Algorithms use in the Criminal Justice System

25 Jun '19

A new report, released by the Technology and Law Public Policy Commission at the beginning of June, examines the challenges in the use of algorithms and suggests key recommendations.

Algorithms are becoming a way of life. Sitting in the background of the systems we use, they increasingly affect the information we see and the decisions we make.  Purchasing decisions, website personalisation, and suggestions and marketing on social networking sites are all driven by algorithms which harness our data to second guess our next move and make like easier for us.

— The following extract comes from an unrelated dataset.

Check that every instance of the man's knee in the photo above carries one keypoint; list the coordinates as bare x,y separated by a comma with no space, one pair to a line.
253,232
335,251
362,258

Facebook now has facial recognition software which you can use to make it easy for you to automatically tag your friends. But think about that in the context of the justice system. Algorithms are already being used for facial recognition, DNA profiling, predictive crime mapping, and mobile data extraction.

Is it sufficient to rely on algorithms when the stakes are high?

As the commission notes “an uncritical reliance on technology could lead to wrong decisions that threaten human rights and undermine public trust in the justice system”.

The Technology and Law Commission were created to explore the issue and held public evidence sessions and received input from expert contributors as well as other written submissions.

There is an excellent Executive Summary which highlights the key challenges and their recommendations. But you can also access the full report on the Law Society website.

It will be interesting to see how this work is taken forward.